To find P(F|E), the conditional probability that a six shows on at least one of the dice, given that an even total shows on the dice, we need to find the number of outcomes where both conditions are met (i.e., even total and at least one six) and divide it by the number of outcomes where an even total shows on the dice.

For an even total to show on the dice, the possible outcomes are {(1, 1), (1, 3), (1, 5), (2, 2), (2, 4), (2, 6), (3, 1), (3, 3), (3, 5), (4, 2), (4, 4), (5, 1), (5, 3), (5, 5), (6, 2), (6, 4)}. Out of these, the outcomes where at least one six shows on the dice are {(1, 6), (2, 6), (3, 6), (4, 6), (5, 6), (6, 1), (6, 2), (6, 3), (6, 4), (6, 5), (6, 6)}.

Therefore, P(F|E) = 11/16.

Hence, the correct choice is P(F) = 11/36; P(F|E) = 11/16.

To find the probabilities, we first need to determine the total number of outcomes and the number of favorable outcomes for each event.

There are 36 possible outcomes when rolling two fair dice since each die has 6 possible outcomes (1, 2, 3, 4, 5, 6) and there are two dice (6 × 6 = 36).

Now let's find the number of favorable outcomes for event F, the event that a six shows on at least one of the dice.

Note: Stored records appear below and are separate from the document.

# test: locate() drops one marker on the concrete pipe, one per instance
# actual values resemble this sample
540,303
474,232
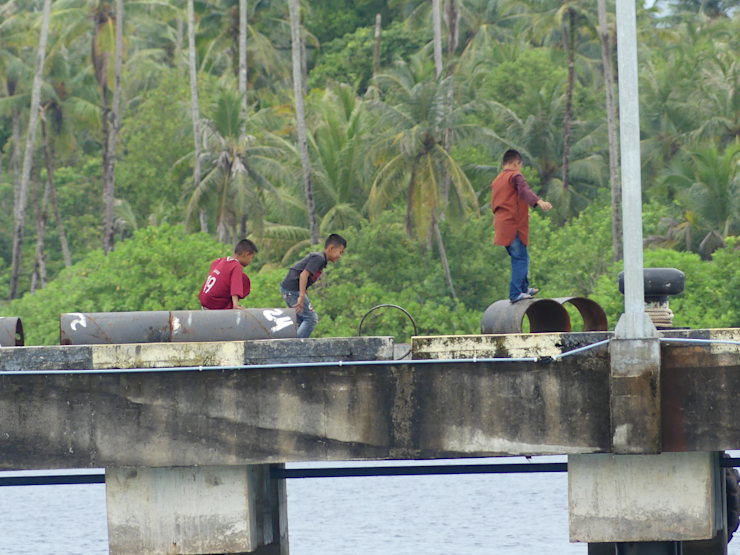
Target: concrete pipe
594,317
177,326
545,315
11,332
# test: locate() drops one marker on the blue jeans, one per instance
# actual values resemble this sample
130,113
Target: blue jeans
519,268
307,319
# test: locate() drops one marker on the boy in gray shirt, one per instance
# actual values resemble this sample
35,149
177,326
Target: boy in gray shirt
302,275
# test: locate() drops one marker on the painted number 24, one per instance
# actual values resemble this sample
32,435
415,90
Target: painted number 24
276,315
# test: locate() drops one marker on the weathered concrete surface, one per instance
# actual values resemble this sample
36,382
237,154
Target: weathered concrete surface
45,358
635,396
183,418
502,346
216,353
700,398
642,498
194,510
395,410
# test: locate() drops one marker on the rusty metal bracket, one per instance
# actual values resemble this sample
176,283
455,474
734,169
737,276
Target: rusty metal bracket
11,332
406,312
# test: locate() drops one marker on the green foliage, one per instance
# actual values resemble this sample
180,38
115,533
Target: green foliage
710,299
160,268
154,137
350,59
331,19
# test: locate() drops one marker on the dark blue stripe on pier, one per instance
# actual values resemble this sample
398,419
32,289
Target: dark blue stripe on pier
337,472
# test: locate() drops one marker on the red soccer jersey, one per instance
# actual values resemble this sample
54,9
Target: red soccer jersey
225,279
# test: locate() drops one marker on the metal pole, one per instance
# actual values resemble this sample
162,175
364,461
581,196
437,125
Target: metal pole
629,116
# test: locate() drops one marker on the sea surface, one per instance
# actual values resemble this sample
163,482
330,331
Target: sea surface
473,514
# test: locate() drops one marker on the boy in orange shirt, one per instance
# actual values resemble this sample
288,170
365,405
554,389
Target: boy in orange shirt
510,200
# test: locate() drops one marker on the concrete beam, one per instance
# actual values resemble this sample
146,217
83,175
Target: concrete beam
444,347
231,417
635,396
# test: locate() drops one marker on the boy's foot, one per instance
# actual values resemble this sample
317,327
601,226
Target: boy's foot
521,297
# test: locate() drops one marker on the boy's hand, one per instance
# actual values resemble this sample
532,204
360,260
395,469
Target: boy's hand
544,205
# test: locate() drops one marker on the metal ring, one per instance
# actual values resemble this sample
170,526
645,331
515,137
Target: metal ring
406,312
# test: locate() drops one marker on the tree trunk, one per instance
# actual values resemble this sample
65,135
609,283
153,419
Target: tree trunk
376,51
304,64
115,127
41,215
569,96
178,43
453,26
295,32
48,159
20,208
243,227
443,255
16,158
100,66
437,24
194,107
243,52
611,124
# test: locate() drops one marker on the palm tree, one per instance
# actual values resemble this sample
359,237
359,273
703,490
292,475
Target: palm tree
611,122
338,144
717,97
295,32
562,21
437,27
411,151
707,185
243,51
195,109
110,172
240,169
539,137
20,209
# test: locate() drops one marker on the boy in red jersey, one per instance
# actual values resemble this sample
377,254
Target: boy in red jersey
226,282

There are 11 outcomes where a six shows on at least one of the dice: (1, 6), (2, 6), (3, 6), (4, 6), (5, 6), (6, 1), (6, 2), (6, 3), (6, 4), (6, 5), and (6, 6). Since there are 11 such outcomes, the probability of event F occurring is P(F) = 11/36.

Next, let's find the number of favorable outcomes for event E, the event that an even total shows on the dice.

There are 18 outcomes where an even total shows on the dice: (2, 1), (4, 1), (6, 1), (2, 2), (4, 2), (6, 2), (2, 3), (4, 3), (2, 4), (4, 4), (6, 4), (2, 5), (4, 5), (6, 5), (2, 6), (4, 6), (6, 6). Since there are 18 such outcomes, the probability of event E occurring is P(E) = 18/36 = 1/2.

Finally, to find the conditional probability P(F|E), we divide the number of outcomes where both events E and F occur by the number of outcomes where event E occurs.

The outcomes where both events E and F occur are (2, 6), (4, 6), and (6, 6), so there are 3 such outcomes.

Therefore, P(F|E) = 3/18 = 1/6.

So the correct answer is indeed P(F) = 11/36; P(F|E) = 1/6.

The closest choice is P(F) = 11/36; P(F|E) = 5/18, but it is not the correct answer.